List of count by class.

Return type

list

gmmd.classifier.get_SSD_count_ary(data, SSD_idx, sample_num)

Obtain SSD count list.

Parameters

data (pandas.DataFrame) – Purified classification result, generated by gmmd.classifier.purify_droplets().
SSD_idx (list) – SSD list, generated by gmmd.classifier.obtain_SSD_list().
sample_num (int) – Number of samples.

Returns

List of SSD count.

Return type

list

gmmd.classifier.obtain_MSM_list(data, sample_num, idx_list=None)

Return GEM barcodes that are MSMs.

Parameters

data (pandas.DataFrame) – Simplified classification result, generated by gmmd.classifier.store_simplified_classify_result().
sample_num (int) – Number of HTO samples.
idx_list (list, Default = None) – List of index to extract.

Return type

list

gmmd.classifier.obtain_SSD_list(data, sample_num, class_id_ary=None)

Return GEM barcodes that are SSDs.

Parameters

data (pandas.DataFrame) – Purified classification result, generated by gmmd.classifier.purify_droplets().
sample_num (int) – Number of HTO samples.
class_id_ary (list, Default = None) – To extract specific class, provide an id array.

Return type

list

Example

>>> obtain_SSD_list(data, 4, [5, 11])

Returns SSDs that contain cluster id 5 or 11.

e.g. HTO samples are HTO_1, HTO_2, HTO_3, HTO_4, then cluster id 5 will be HTO_1+HTO_2, and 11 will be HTO_1+HTO_2+HTO_3.

gmmd.classifier.obtain_arrays(data, path=None)

Obtain post probabilities of the high and low Gaussian distribution.

Parameters: data (pandas.DataFrame) – CLR-transformed HTO matrix.
Returns: Post probabilities of higher mean, post probabilities of lower mean.
Return type: list, list

gmmd.classifier.purify_droplets(data, confidence_threshold)

Remove empty droplets or with confidence under the threshold.

Parameters

data (pandas.DataFrame) – Classification result, generated by gmmd.classifier.classify_drops().
confidence_threshold (float) – Confidence threshold.

Returns

Purified classification result.

Return type

pandas.DataFrame

gmmd.classifier.read_full_classify_result(path)

Read classification result from path.

Parameters: path (String) – Path to GMM_full.csv and GMM_full.config.
Returns: Classification result, number of samples, class names, sample names.
Return type: pandas.DataFrame, list, list, list

gmmd.classifier.store_full_classify_result(data, class_name_array, confidence_threshold, path)

Store the full classification result in {path}/GMM_full.csv. The result will contain all cluster ids, and the corresponding names can be found in {path}/GMM_full.config.

Parameters

data (pandas.DataFrame) – Classification result, generated by gmmd.classifier.classify_drops().
class_name_array (list) – All class names, generated by gmmd.classifier.classify_drops().
path (String) – File path to store the result.

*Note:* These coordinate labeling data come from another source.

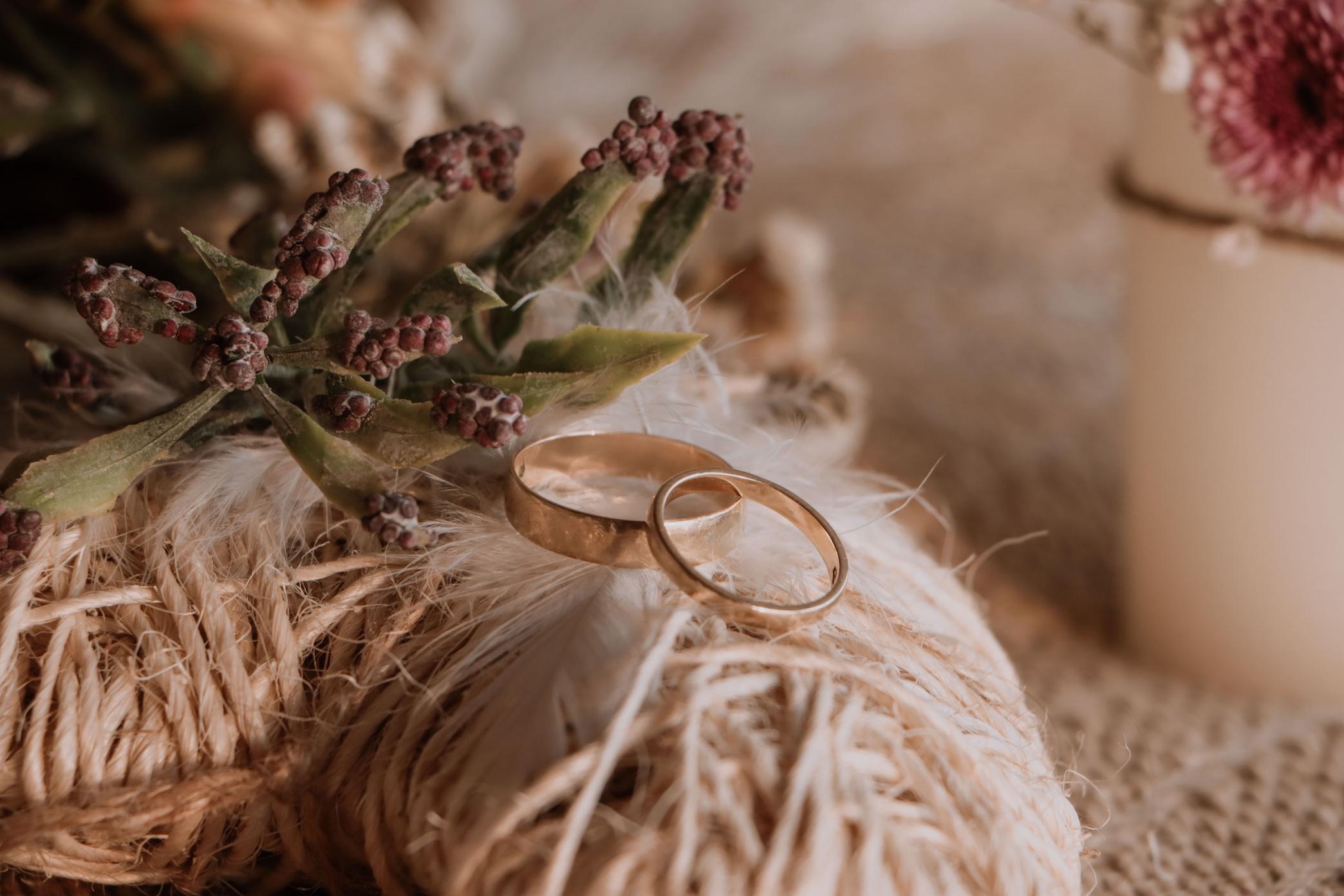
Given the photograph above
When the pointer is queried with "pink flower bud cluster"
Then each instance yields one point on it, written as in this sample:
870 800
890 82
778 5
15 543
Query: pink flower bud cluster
233 355
715 143
88 286
73 378
312 250
346 409
19 531
644 145
483 153
395 519
371 347
481 413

gmmd.classifier.store_simplified_classify_result(data, class_name_array, path, sample_num, confidence_threshold)

Store the simplified classification result in {path}/GMM_simplified.csv. The result will combine MSM classifications and mark those with confidence under the threshold as unclear. The corresponding cluster names can be found in {path}/GMM_simplified.config.

Parameters

data (pandas.DataFrame) – Classification result, generated by gmmd.classifier.classify_drops().
class_name_array (list) – All class names, generated by gmmd.classifier.classify_drops().
path (String) – File path to store the result.
sample_num (int) – Number of the HTO samples.
confidence_threshold (float) – Confidence threshold.

Returns

Simplified classification result.

Return type

pandas.DataFrame

gmmd.compute module

gmmd.compute.check_set_bit(bv, bit_pos)

Return true if the bit_pos th bit of bv is 1.

Parameters

bv (BitVector.BitVector) – Bit vector to be checked.
bit_pos (int) – The position of the bit.

Return type

bool

gmmd.compute.compute_scaler(params)

Compute scaler for parameters.

Parameters: params (list) – List of parameters.
Returns: List of scaler.
Return type: list

gmmd.compute.experiment_params_wrapper(params, HTO_GEM_ary, sample_num, scaler, base_bv_array, operator)

gmmd.compute.gather_multiplet_rates(venn_values, SSM_rate_ary, sample_num)

Compute MSM/SSM/Singlet rates.

Parameters

venn_values (list) – List of count by class, generated by gmmd.classifier.count_by_class().
SSM_rate_ary (list) – List of SSM rates, generated from gmmd.estimator.compute_SSM_rate_with_cell_num().
sample_num (int) – Number of samples.

Returns

MSM_rate, SSM_rate, singlet_rate.

Return type

float, float, float

gmmd.compute.init_mask(sample_num)

Return an empty BitVector.BitVector object of sample_num size.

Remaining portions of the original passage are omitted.